DNA was prepared by standard procedures from leukocytes [13]. The 27bp-VNTR polymorphism in intron 4 was amplified in a Master cycler gradient (Eppendorf, Germany) programmed at 5 minutes. In Polymerase Chain Reaction, the specific primers (Forward and Reverse) were used to amplify the genomic sequence of the in intron 4. The master mix containing 10X Taq buffer, 10 mM dNTPs, 25 mM of MgCl2, 1 U of Taq DNA polymerase,1.5 μl of forward primer, 1.5 μl of Reverse primer, 100 ng of genomic DNA  and PCR grade molecular water were made to the final volume 20 μl was used. Taq DNA polymerase initiates the replication of DNA fragments by using nucleotide base from dNTP mixture (A, T, G, and C). Linear amplification was performed at 95°C for 5 minutes, followed by 40 cycles of   30 s of denaturation at 94°C, 30 s of annealing at 60°C, and 3 minutes of polymerization at 72°C and then 72°C for 3 minutes. Exponential amplification was performed at 95°C for 5 minutes, followed by 35 cycles of 30 s of denaturation at 94°C, 30 s of annealing at 60°C, and 2 minutes of polymerization at 72°C and then 72°C for 10 minutes. The PCR products were analyzed by Agarose gel Electrophoresis on a 1.6 percent agarose gel, visualized under UV light, photographed and documented with an Alpha Imager (Alpha Innotech, California, USA).

Agarose gel electrophoresis

3% agarose (w/v) was weighed and melted in 1X TBE buffer (0.9M Tris-borate, 0.002 M EDTA, pH 8.2).  Then, 1-2 µl ethidium bromide was added from the stock (10 mg/ml).  After cooling, the mixture was poured into a casting tray with an appropriate comb. The comb was removed after solidification and the gel was placed in an electrophoresis chamber containing 1X TBE buffer. The products were mixed with 6X loading buffer (0.25% bromophenol blue, 0.25% xylene cyanol FF, 30% glycerol in water) at 5:1 ratios and loaded into the well.  Electrophoresis was carried out at 60V [14]. The wildtype allele (five copies of 27 bp repeats – b allele) generated a 420 bp band and the mutant allele (four copies of 27 bp repeats – a allele) generated a 393 bp band.

Results

The clinical characteristics of the subjects who provided genotypic and phenotypic data for this study were shown in table.1. Of the genotyped individuals, the mean age of the study subjects was 43 years, and 55% of them were females. Of the total sample, 27% of the subjects had T2DM.

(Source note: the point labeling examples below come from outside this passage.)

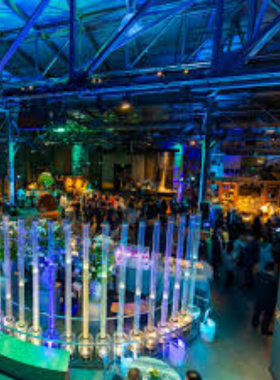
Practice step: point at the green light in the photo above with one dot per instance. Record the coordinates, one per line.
(59, 130)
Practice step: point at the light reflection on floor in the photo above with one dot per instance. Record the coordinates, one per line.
(239, 353)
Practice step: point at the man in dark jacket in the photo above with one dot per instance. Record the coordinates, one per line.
(266, 298)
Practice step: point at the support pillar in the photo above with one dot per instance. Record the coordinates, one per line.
(11, 158)
(205, 156)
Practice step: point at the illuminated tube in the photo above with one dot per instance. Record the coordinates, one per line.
(177, 283)
(86, 340)
(51, 334)
(164, 328)
(103, 340)
(151, 334)
(21, 324)
(8, 320)
(35, 330)
(189, 250)
(68, 287)
(194, 259)
(120, 337)
(136, 335)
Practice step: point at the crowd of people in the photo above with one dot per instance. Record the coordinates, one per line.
(248, 256)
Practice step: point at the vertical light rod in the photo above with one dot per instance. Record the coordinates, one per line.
(139, 273)
(35, 274)
(194, 260)
(105, 252)
(189, 250)
(178, 270)
(51, 268)
(122, 280)
(166, 279)
(8, 274)
(153, 286)
(21, 272)
(68, 280)
(85, 281)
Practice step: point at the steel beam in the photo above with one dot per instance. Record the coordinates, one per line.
(154, 40)
(72, 37)
(110, 45)
(218, 35)
(150, 25)
(252, 13)
(263, 39)
(55, 58)
(30, 23)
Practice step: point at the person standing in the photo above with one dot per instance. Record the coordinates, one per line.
(266, 297)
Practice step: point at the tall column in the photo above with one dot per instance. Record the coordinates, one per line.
(205, 155)
(11, 163)
(21, 324)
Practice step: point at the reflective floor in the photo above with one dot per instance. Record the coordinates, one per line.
(239, 353)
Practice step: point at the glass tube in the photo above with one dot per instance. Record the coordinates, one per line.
(122, 280)
(51, 270)
(105, 251)
(35, 275)
(166, 279)
(21, 272)
(194, 260)
(189, 250)
(68, 280)
(139, 273)
(85, 281)
(179, 257)
(8, 274)
(153, 285)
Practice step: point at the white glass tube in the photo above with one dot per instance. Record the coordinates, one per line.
(68, 280)
(21, 271)
(139, 274)
(35, 274)
(153, 284)
(85, 281)
(178, 269)
(189, 250)
(194, 260)
(104, 284)
(8, 274)
(166, 278)
(122, 279)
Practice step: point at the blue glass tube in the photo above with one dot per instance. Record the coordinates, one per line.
(51, 270)
(122, 280)
(139, 274)
(21, 271)
(189, 250)
(178, 269)
(68, 280)
(166, 278)
(153, 285)
(8, 273)
(104, 284)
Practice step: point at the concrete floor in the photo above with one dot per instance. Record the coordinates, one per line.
(239, 353)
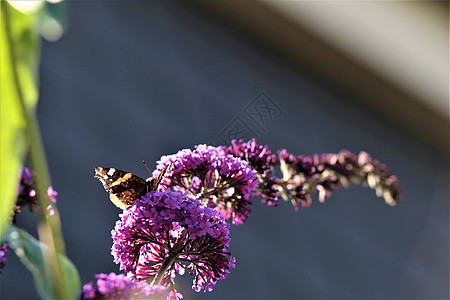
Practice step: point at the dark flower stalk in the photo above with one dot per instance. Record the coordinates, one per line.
(220, 180)
(28, 195)
(3, 250)
(304, 175)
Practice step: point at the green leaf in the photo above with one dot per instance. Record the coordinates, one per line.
(17, 32)
(30, 250)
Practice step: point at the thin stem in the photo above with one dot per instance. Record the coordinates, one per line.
(49, 229)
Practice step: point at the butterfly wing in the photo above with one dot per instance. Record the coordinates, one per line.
(124, 188)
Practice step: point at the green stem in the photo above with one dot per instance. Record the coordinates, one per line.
(49, 229)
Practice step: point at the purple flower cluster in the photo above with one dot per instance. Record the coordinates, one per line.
(27, 194)
(261, 159)
(119, 286)
(220, 180)
(3, 250)
(167, 232)
(304, 175)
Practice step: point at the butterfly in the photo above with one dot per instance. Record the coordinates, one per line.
(125, 188)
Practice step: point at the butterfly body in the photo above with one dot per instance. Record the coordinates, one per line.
(125, 188)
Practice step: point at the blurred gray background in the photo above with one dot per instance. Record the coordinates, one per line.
(132, 81)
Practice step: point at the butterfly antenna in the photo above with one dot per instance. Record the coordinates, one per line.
(147, 167)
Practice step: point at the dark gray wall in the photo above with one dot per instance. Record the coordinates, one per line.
(137, 80)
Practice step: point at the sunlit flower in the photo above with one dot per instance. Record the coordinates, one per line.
(305, 175)
(220, 180)
(167, 232)
(3, 250)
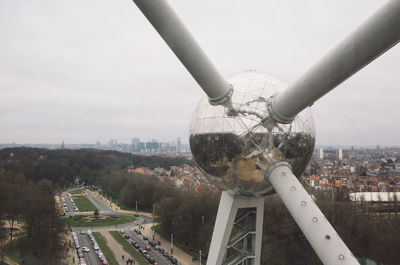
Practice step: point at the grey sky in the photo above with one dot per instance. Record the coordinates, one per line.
(86, 71)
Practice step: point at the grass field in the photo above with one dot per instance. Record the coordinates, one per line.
(15, 253)
(128, 248)
(84, 205)
(105, 249)
(102, 220)
(79, 191)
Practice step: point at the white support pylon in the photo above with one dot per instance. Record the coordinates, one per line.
(227, 217)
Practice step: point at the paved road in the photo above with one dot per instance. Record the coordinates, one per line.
(98, 203)
(158, 257)
(90, 257)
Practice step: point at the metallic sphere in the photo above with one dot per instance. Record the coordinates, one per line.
(234, 146)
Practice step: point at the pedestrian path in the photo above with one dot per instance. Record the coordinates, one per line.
(180, 255)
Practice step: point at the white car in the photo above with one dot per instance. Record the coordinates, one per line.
(85, 249)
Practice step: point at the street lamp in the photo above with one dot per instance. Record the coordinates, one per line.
(172, 244)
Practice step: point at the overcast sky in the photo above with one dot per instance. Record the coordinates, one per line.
(87, 71)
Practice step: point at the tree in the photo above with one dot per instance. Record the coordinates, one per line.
(96, 213)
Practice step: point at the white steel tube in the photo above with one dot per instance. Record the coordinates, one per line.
(323, 238)
(374, 37)
(185, 47)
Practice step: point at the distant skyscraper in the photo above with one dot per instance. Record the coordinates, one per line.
(179, 145)
(340, 154)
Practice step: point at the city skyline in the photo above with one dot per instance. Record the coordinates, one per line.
(103, 73)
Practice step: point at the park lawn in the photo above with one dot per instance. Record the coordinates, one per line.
(102, 242)
(102, 220)
(84, 205)
(78, 191)
(128, 247)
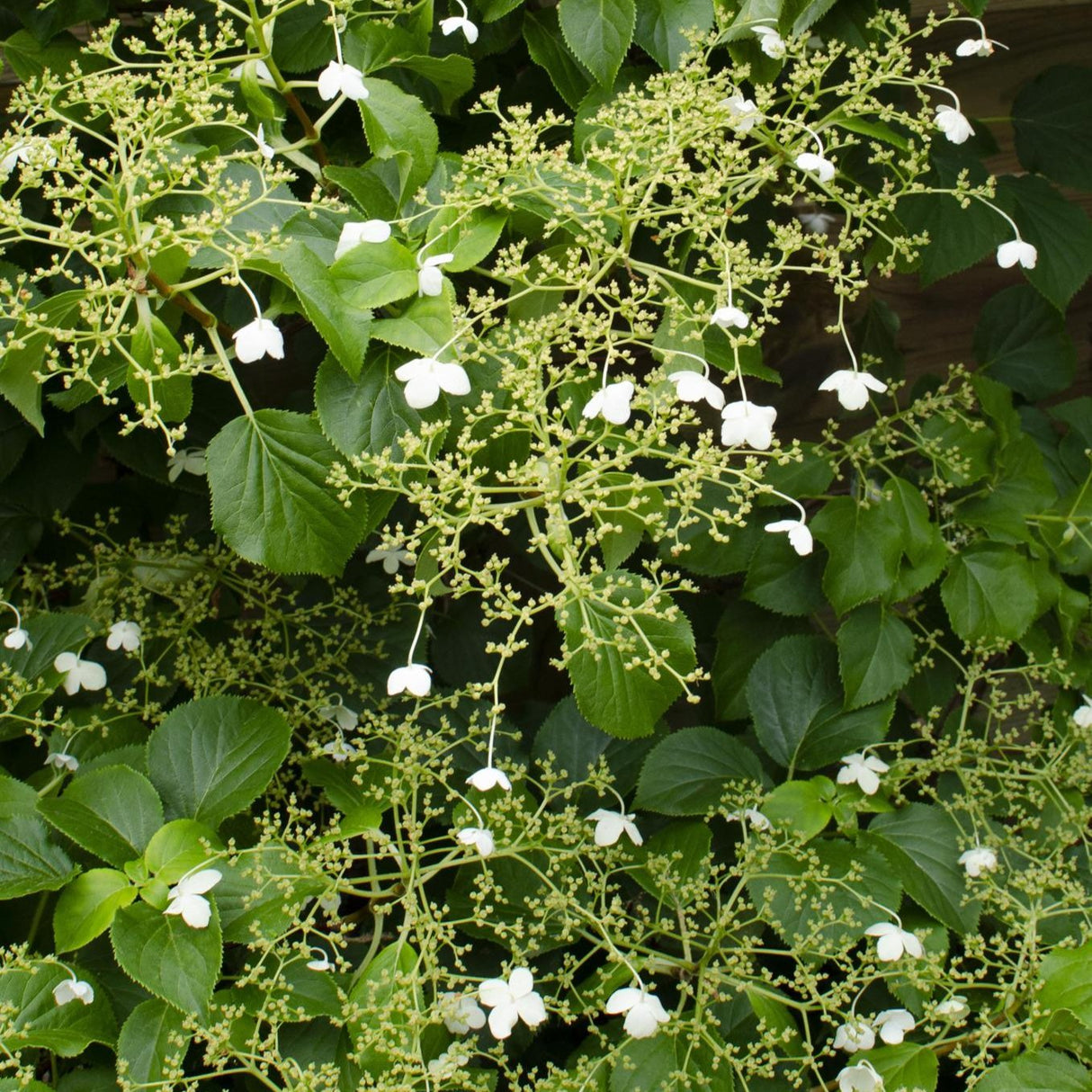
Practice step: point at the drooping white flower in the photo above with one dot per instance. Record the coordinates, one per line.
(862, 770)
(73, 989)
(893, 942)
(953, 125)
(429, 277)
(425, 377)
(819, 165)
(479, 837)
(511, 1001)
(460, 1012)
(893, 1025)
(123, 634)
(746, 423)
(852, 387)
(854, 1035)
(1016, 250)
(338, 79)
(694, 387)
(644, 1012)
(611, 403)
(978, 861)
(187, 898)
(79, 673)
(488, 777)
(611, 825)
(258, 338)
(361, 230)
(416, 678)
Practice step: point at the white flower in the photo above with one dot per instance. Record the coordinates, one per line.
(978, 861)
(256, 338)
(747, 423)
(123, 634)
(694, 387)
(611, 403)
(429, 277)
(1016, 250)
(511, 1001)
(893, 1025)
(860, 1078)
(80, 673)
(337, 79)
(643, 1011)
(863, 770)
(852, 387)
(187, 461)
(953, 125)
(488, 777)
(854, 1035)
(893, 940)
(413, 677)
(770, 40)
(611, 825)
(73, 989)
(425, 377)
(822, 167)
(479, 837)
(361, 230)
(460, 1012)
(187, 898)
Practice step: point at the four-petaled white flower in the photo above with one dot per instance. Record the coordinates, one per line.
(425, 377)
(123, 634)
(80, 673)
(337, 79)
(746, 423)
(511, 1001)
(694, 387)
(978, 861)
(893, 942)
(429, 276)
(391, 556)
(488, 777)
(416, 678)
(1016, 250)
(953, 125)
(258, 338)
(819, 165)
(361, 230)
(611, 403)
(479, 837)
(187, 898)
(73, 989)
(864, 770)
(611, 825)
(854, 1035)
(644, 1014)
(852, 387)
(460, 1012)
(800, 536)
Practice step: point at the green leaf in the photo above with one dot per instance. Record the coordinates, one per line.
(685, 774)
(167, 957)
(112, 812)
(875, 654)
(212, 756)
(270, 499)
(598, 31)
(29, 861)
(87, 906)
(603, 632)
(989, 593)
(923, 842)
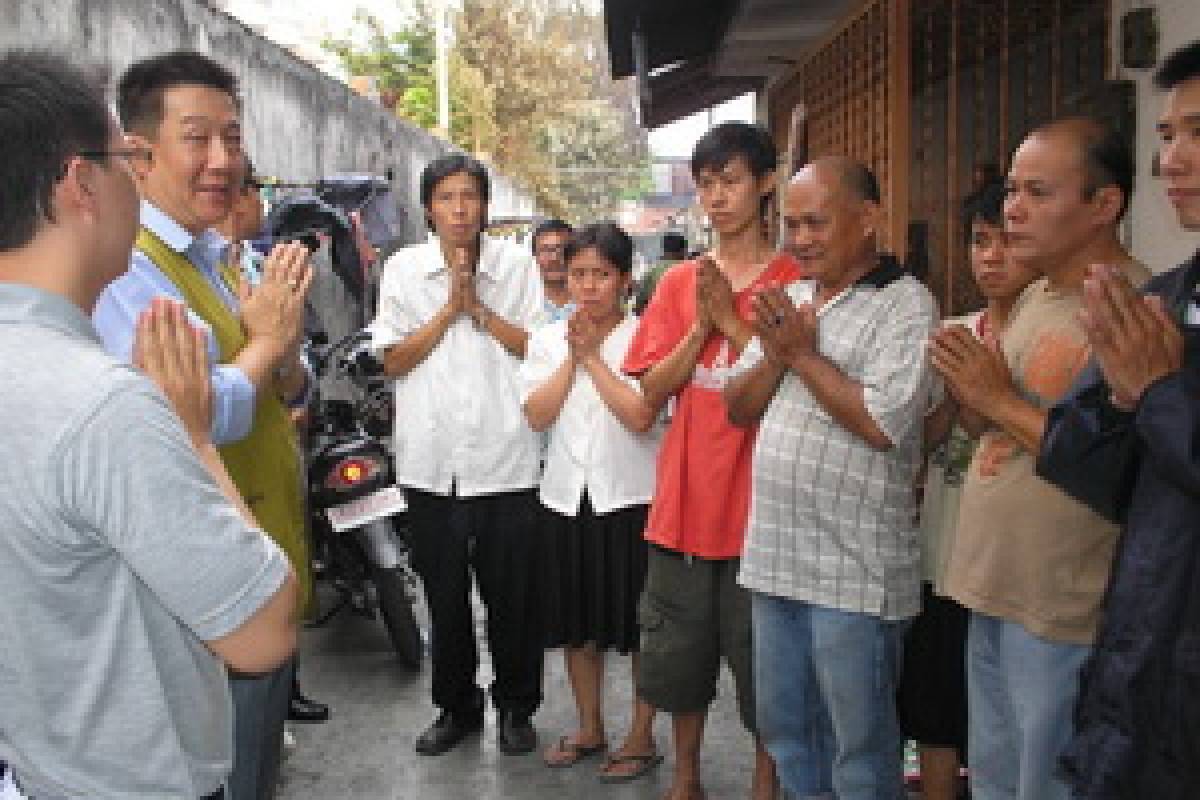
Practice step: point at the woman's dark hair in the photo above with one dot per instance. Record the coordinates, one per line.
(609, 240)
(142, 88)
(49, 112)
(439, 169)
(727, 140)
(985, 204)
(553, 226)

Table 1: Clinical characteristics of the genotyped SAFDGS participants used in the present study

Variables Mean + SD or %
Females 55
Type 2 diabetes 27
Age (yrs) 45.5±10.2
Systolic blood pressure (mmHg) 126.4±15.6
Diastolic blood pressure (mmHg) 70.3±9.6
Body mass index (kg/m2) 30.9±5.0
Total cholesterol (mg/dL) 193.0±35.4
High-density lipoprotein cholesterol (mg/dL) 46.0±11.5
Triglycerides (log-transformed) 4.5± 0.5
Albumin to creatinine ratio (log-transformed) 2.5±0.7

DNA extraction, Purification and Quantification

The DNA pellet from the blood samples of Diabetic and normal patients obtained after washing with 70% ethanol appeared like white, thick thread like mass. This DNA obtained was further quantified by spectrophotometry and agarose gel electrophoresis. It was observed that blood DNA fragments were observed to emit orange fluoroscence under UV lamp.  The A260/A280 ratio for blood DNA was found to be 1.9 spectrophotometrically. This study revealed the method adopted for extraction; purification and quantification of DNA were found to be suitable for molecular studies on Diabetics. The concentration of DNA was adjusted to 0.3 µg/mL with sterile distilled water for carrying out the amplification reactions.

Amplification of intron gene of Diabetic patients by Polymerase Chain Reaction (PCR)

The amplified fragment of DNA analyzed on agarose gel electrophoresis was of good quality. 27bp-VNTR polymorphism was carried out, as described. The amplified fragment molecular mass is around 420-450bp. 27bp-VNTR was consistent with the Hardy-Weinberg equilibrium expectations, and there was no evidence for hidden population stratification in the data as tested by Quantitative trait determinants.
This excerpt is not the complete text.